Ha-ha so someone just put a beer label on the inside of the camera case  I would gladly buy you a Korn Spezial


----------



## gk fotografie (Jul 13, 2022)

jnickal said:


> I have held on to this camera for several years, I believe it was my Grandpa's and not sure if it has any value. It's label says Spezialhaus Korn, does anyone know if it has any value?





Mitica100 said:


> Korn Spezial is a brand of Pilsner style beer. Your camera is still a Welta Welti and in the shown condition I’d evaluate it at around $50-70. It is not rare but someone might collect German cameras. Now you owe me a Korn Spezial…

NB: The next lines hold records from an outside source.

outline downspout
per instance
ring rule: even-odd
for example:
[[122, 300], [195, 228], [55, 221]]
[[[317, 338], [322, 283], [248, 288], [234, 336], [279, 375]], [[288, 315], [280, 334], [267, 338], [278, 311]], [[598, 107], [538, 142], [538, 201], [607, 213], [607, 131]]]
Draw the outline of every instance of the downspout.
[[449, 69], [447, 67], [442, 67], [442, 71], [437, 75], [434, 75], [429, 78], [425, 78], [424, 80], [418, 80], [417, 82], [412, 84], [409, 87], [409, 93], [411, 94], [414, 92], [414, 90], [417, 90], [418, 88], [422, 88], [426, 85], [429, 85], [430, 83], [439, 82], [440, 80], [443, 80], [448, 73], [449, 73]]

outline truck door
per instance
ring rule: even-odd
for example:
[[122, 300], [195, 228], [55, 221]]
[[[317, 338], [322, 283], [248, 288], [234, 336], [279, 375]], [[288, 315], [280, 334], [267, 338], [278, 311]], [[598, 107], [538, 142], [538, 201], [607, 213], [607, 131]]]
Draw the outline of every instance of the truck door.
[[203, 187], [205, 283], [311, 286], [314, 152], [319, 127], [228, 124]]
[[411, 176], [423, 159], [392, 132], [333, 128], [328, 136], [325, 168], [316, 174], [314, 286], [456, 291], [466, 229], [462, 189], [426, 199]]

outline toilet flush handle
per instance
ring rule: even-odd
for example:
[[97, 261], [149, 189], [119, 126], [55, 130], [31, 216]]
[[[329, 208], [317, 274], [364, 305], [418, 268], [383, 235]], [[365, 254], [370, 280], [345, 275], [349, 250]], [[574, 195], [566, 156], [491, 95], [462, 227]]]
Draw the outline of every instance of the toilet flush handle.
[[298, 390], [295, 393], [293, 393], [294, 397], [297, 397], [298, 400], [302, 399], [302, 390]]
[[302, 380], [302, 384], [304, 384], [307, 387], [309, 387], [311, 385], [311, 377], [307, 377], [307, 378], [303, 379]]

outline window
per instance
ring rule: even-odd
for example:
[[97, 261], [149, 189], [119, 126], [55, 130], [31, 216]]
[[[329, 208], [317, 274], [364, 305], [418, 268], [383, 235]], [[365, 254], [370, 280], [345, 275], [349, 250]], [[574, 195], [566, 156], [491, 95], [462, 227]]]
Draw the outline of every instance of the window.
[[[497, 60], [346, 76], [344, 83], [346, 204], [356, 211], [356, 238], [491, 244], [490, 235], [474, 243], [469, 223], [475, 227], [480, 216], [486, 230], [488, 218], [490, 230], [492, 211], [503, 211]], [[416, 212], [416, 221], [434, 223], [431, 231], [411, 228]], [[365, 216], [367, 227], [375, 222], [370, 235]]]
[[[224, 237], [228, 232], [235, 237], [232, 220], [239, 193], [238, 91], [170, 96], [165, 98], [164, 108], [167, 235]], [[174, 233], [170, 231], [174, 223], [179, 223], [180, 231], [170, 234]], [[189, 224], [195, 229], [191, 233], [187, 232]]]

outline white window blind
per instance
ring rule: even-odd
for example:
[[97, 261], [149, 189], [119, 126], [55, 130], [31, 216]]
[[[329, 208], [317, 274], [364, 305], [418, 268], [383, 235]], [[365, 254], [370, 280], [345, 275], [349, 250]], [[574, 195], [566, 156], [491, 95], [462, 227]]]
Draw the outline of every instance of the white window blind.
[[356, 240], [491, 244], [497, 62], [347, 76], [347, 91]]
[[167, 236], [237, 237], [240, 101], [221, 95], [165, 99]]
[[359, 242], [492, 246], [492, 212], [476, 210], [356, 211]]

Sorry, but it doesn't say 'Korn Spezial' anywhere and it's not clear to me what beer would have to do with this.
The sticker clearly reads: *photo-spezialhaus Korn - theaterstraße - Kassel *(that city is indeed in Germany)
In the past, this camera must have been bought from a specialist photo dealer (in German = photo-spezialhaus) with the name Korn, who at the time put the sticker on the inside of the camera bag as some sort of advertisement, which is really not unusual.
So, it has absolutely nothing to do with beer!


----------



## webestang64 (Jul 13, 2022)

I still think it is a tag from a dealer that sold or repaired it back in the day.


----------



## Mitica100 (Jul 14, 2022)

gk fotografie said:


> Sorry, but it doesn't say 'Korn Spezial' anywhere and it's not clear to me what beer would have to do with this.
> The sticker clearly reads: *photo-spezialhaus Korn - theaterstraße - Kassel *(that city is indeed in Germany)
> In the past, this camera must have been bought from a specialist photo dealer (in German = photo-spezialhaus) with the name Korn, who at the time put the sticker on the inside of the camera bag as some sort of advertisement, which is really not unusual.
> So, it has absolutely nothing to do with beer!


Lighten up, the whole thing was a play on words. After all I identified what camera he had, if you read all posts. Peace now…


----------